Simulation of species community data along gradients


The function generates unimodal curves of different shapes according to the specification of different parameter values. For different combinations of parameters, the response function may resemble the Gaussian curve or its skewed and platykurtic variations. Simulated observations are obtained by generating values for parameters and solving the function for defined x-values. In an ecological context, the response curve may be interpreted as densities of a species along an environmental gradient. Solving the function for a given x-value would be equivalent to sampling the species at the coordinate x. If many different curves are generated, solving the function for a given x-value would be equivalent to sampling a community at the coordinate x of the gradient. The idea is easily expanded to include two or more gradients or dimensions. For the case of two gradients, two sets of coordinates, one for each dimension, are used to obtain a community observation. A theory justifying the use of response curves along gradients and a discussion of the shapes of these curves is found in McGill & Collins (2003). The code is mostly based on Minchin (1987a, 1987b).

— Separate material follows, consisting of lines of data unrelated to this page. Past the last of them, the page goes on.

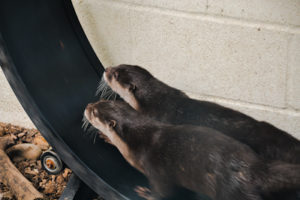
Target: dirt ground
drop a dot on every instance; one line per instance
(50, 185)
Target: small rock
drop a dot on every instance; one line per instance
(31, 172)
(6, 195)
(66, 172)
(41, 142)
(60, 179)
(49, 188)
(24, 151)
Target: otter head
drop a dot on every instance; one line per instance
(109, 117)
(127, 81)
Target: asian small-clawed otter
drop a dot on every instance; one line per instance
(154, 98)
(197, 158)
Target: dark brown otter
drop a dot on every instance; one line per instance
(199, 159)
(154, 98)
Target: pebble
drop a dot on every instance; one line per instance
(41, 142)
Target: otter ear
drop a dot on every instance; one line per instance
(132, 87)
(116, 75)
(112, 123)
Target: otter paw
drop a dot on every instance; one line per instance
(143, 192)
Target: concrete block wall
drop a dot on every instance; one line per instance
(11, 110)
(239, 53)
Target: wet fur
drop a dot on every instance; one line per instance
(193, 157)
(167, 104)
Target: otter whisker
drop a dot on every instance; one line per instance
(101, 86)
(85, 123)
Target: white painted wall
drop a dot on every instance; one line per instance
(11, 110)
(240, 53)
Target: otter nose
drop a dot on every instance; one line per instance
(108, 69)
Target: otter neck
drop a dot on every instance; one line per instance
(160, 97)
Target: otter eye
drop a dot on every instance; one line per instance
(132, 87)
(116, 75)
(112, 123)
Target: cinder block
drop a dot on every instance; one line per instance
(234, 62)
(293, 91)
(108, 28)
(274, 11)
(286, 120)
(11, 110)
(191, 53)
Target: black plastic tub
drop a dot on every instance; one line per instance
(54, 73)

compas(S, dims, am, clump=1, beta, coords, n.quali, add1)



The number of species occurring in the simulated gradients. This IS NOT necessarily the number of species that will appear in the resulting dataset as some species may no be "sampled".


Number of gradients (dimensions).


A vector of abundance of species in its modal point (log scale) for each gradient. This(ese) value(s) is(are) used as mean(s) to sample a lognormal distribution with mean am and sd=1. The number of supplied means should be the same of the number of dims.


A non-zero positive integer indicating how strong the species richness gradient is. For clump=1, modal points for species (see Details) are randomly and uniformly distributed in the space and thus species richness are mostly homogeneous. For higher values, more modal points of species (and thus more species) will be clumped on higher values of the gradient(s) (the upper right-hand corner if dims=2. See example.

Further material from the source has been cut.